Лога - Голубков Михаил Дмитриевич - Страница 6
- Предыдущая
- 6/28
- Следующая
Попадались на пути и ложки, пересекавшие трассу, с ручьями, с речушками. Нефтяники, чтобы трубопровод не повисал в воздухе, имел бы какую-то опору, скосили, стесали косогоры тех ложков, перекрыли их по всей трассе земляными перемычками-плотинами, подняли, заболотили воду ручьев и речушек. Такие запруды не просто огибать лесом. Опять нужно было выходить на трассу, наматывать на сапоги глинистые оковы.
А день вызревал ветреный, солнечный, легкий. Небо уж давно полностью очистилось, стянуло с себя толстую, темную кожуру из туч, сияло насыщенной, глубокой синевой. Лес тоже играл, вспыхивал всеми ожившими осенними красками, обветривался помаленьку, отряхивался от утренней сырости.
Новой дорогой, когда он опять свернул, точно так же, как и трассой, оказалось невозможно идти. Напрасно Игнатий надеялся, что нефтяникам неизвестна эта малоприметная дорога вдоль Плутаихинского лога, бывшая лесовозка, совсем уж было окрепшая, затянувшаяся травой и кустарником, надеялся, что ее-то не тронули, что она уцелела.

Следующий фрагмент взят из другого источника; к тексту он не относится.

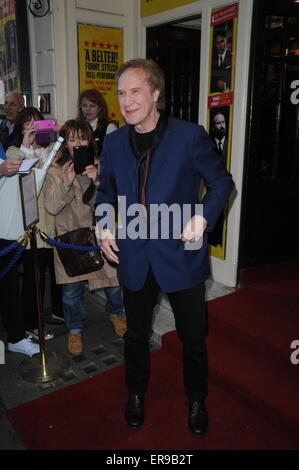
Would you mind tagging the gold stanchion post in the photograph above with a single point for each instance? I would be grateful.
(42, 367)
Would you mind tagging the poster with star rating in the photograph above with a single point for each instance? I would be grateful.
(100, 55)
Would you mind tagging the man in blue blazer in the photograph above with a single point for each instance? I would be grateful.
(156, 161)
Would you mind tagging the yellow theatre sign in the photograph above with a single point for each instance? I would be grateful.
(151, 7)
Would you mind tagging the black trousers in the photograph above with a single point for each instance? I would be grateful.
(45, 260)
(189, 308)
(10, 298)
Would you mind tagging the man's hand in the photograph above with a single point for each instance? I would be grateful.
(10, 167)
(109, 246)
(194, 229)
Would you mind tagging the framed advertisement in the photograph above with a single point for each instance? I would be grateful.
(28, 199)
(100, 55)
(223, 39)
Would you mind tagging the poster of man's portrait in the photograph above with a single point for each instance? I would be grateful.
(221, 66)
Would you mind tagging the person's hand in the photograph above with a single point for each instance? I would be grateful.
(108, 245)
(194, 229)
(29, 132)
(92, 172)
(10, 167)
(68, 174)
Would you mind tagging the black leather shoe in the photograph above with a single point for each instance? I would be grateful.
(198, 418)
(134, 412)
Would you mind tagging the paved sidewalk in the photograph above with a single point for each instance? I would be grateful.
(103, 349)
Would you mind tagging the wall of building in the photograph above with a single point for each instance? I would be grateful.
(55, 70)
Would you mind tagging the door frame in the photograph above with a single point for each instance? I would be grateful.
(223, 271)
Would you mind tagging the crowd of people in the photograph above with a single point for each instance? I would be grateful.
(58, 211)
(152, 159)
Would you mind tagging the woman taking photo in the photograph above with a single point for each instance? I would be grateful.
(70, 198)
(93, 108)
(23, 145)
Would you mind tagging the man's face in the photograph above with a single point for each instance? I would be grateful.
(219, 126)
(220, 43)
(137, 101)
(13, 102)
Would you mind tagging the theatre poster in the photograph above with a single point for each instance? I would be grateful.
(223, 35)
(100, 54)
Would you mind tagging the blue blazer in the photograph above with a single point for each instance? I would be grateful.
(185, 154)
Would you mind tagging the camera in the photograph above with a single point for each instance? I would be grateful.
(46, 132)
(83, 157)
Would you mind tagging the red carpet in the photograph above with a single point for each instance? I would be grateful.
(253, 388)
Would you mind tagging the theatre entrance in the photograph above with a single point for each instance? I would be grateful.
(269, 228)
(176, 48)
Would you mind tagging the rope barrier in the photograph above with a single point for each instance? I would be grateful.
(9, 248)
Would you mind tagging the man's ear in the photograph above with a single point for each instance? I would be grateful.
(156, 95)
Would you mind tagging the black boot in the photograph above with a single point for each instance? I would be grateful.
(198, 418)
(134, 412)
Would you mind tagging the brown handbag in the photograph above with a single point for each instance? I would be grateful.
(78, 262)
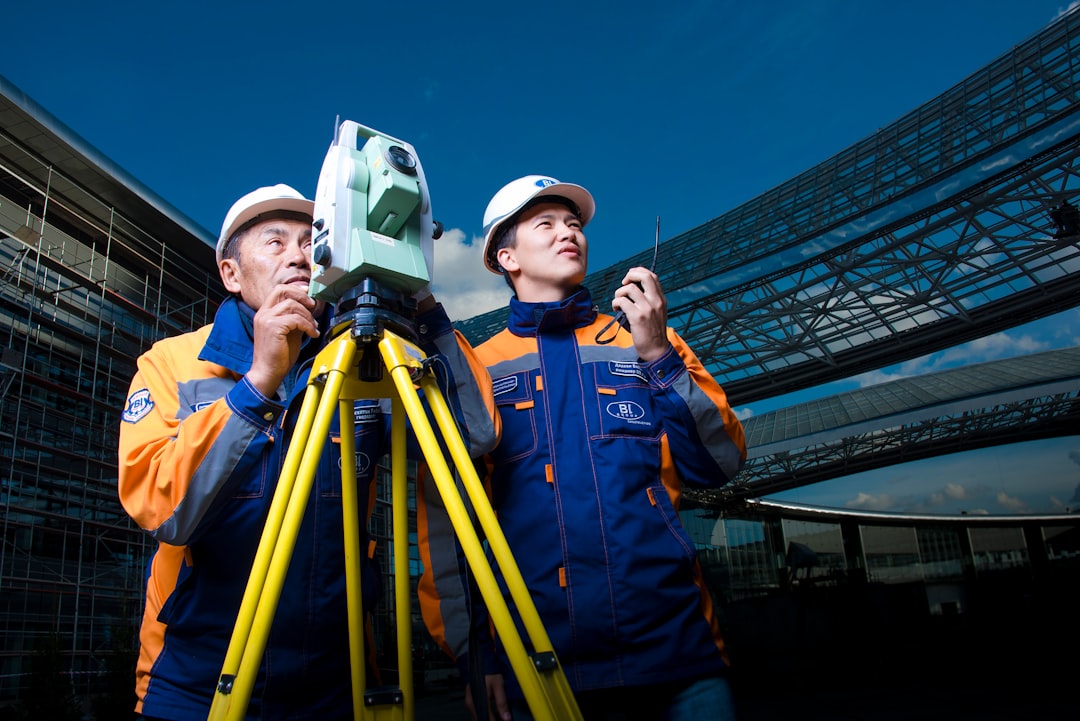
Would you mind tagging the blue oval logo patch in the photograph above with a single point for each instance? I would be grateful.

Ан нет, тронули, еще как тронули, и по ней ходят трактора и тяжелые машины, не дают затвердеть грязи, выжимают, сгоняют ее колесами и гусеницами в придорожные канавы, из них она дальше расползается, по склону лога.
А он-то раздумывал: откуда в Плутаихе муть берется? Да одной только этой дорожной жижи хватит с лихвой, чтобы залить живо-два Плутаиху. С каждым ненастьем, с каждым дождичком она будет в лог попадать. Можно и без нефти загубить речку.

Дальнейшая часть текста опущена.